Perkataan Inggris philosophy yang berarti filsafat berasal dari kata Yunani “philosophia” yang lazim diterjemahkan sebagai cinta kearifan. Akar katanya ialah philos (philia, cinta) dan sophia (kearifan). Menurut pengertiannya yang semula dari zaman Yunani Kuno itu filsafat berarti cinta kearifan. Namun, cakupan pengertian sophia yang semula itu ternyata luas sekali. Dahulu sophia tidak hanya berarti kearifan saja, melainkan mencakup pula kebenaran pertama, pengetahuan luas, kebajikan intelektual, pertimbangan sehat hingga kepandaian pengrajin dan bahkan kecerdikkan dalam tetapkan soal-soal mudah (The Liang Gie, 1999).

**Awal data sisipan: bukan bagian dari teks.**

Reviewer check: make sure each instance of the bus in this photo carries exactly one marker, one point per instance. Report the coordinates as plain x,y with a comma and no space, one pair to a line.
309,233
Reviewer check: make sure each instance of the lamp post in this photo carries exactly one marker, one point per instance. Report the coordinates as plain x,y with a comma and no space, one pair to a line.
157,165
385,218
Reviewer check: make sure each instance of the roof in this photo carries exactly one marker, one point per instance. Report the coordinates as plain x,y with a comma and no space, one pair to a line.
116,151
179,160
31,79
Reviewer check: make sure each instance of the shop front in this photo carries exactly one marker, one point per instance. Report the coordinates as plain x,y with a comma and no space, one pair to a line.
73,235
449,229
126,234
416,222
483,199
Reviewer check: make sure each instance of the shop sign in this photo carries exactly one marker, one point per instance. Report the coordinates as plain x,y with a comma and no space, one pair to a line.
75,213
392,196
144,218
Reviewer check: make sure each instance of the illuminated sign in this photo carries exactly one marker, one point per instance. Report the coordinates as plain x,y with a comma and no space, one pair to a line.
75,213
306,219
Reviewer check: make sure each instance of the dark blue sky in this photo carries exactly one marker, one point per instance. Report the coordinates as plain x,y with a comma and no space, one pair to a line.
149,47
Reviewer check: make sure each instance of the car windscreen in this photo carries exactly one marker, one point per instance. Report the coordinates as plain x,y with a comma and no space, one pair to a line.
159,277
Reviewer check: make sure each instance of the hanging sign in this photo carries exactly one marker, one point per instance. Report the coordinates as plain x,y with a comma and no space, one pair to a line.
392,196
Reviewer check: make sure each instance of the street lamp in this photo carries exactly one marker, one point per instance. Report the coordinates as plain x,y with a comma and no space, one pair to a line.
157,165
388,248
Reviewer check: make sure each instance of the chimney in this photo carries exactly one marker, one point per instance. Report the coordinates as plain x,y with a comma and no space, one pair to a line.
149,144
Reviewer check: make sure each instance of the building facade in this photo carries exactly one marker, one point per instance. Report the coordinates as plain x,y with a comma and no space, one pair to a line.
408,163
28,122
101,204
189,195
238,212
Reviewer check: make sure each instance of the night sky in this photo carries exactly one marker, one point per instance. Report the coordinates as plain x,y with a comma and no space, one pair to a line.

Kalau berdasarkan tradisi filsafati dari zaman Yunani Kuno, orang yang pertama menggunakan istilah philosophia dan philosophos ialah Pytagoras (592-497 S.M.), yakni spesialis matematika yang kini lebih populer dengan dalilnya dalam geometri yang tetapkan a2 + b2 = c2. Pytagoras menganggap dirinya “philosophos” (pencinta kearifan). Baginya kearifan yang sebenarnya hanyalah dimiliki semata-mata oleh Tuhan. Selanjutnya, orang yang oleh para penulis sejarah filsafat diakui sebagai Bapak Filsafat ialah Thales (640-546 S.M.). Ia merupakan seorang Filsuf yang mendirikan ajaran filsafat alam semesta atau kosmos dalam perkataan Yunani. Menurut ajaran filsafat kosmos, filsafat yaitu suatu penelaahan terhadap alam semesta untuk mengetahui asal mulanya, unsur-unsurnya dan kaidah-kaidahnya (The Liang Gie, 1999).
Menurut The Liang Gie (1999), filsafat ilmu yaitu segenap pemikiran reflektif terhadap persoalan-persoalan mengenai segala hal yang menyangkut landasan ilmu maupun hubungan ilmu dengan segala segi dari kehidupan manusia. Filsafat ilmu merupakan suatu bidang pengetahuan adonan yang eksistensi dan pemekarannya bergantung pada hubungan timbal-balik dan saling-pengaruh antara filsafat dan ilmu. Dalam perkembangannya filsafat ilmu mengarahkan pandangannya pada taktik pengembangan ilmu yang menyangkut etik dan heuristik. Bahkan hingga pada dimensi kebudayaan untuk menangkap tidak saja kegunaan atau kemanfaatan ilmu, tetapi juga arti maknanya bagi kehidupan insan (Koento Wibisono dkk., 1997).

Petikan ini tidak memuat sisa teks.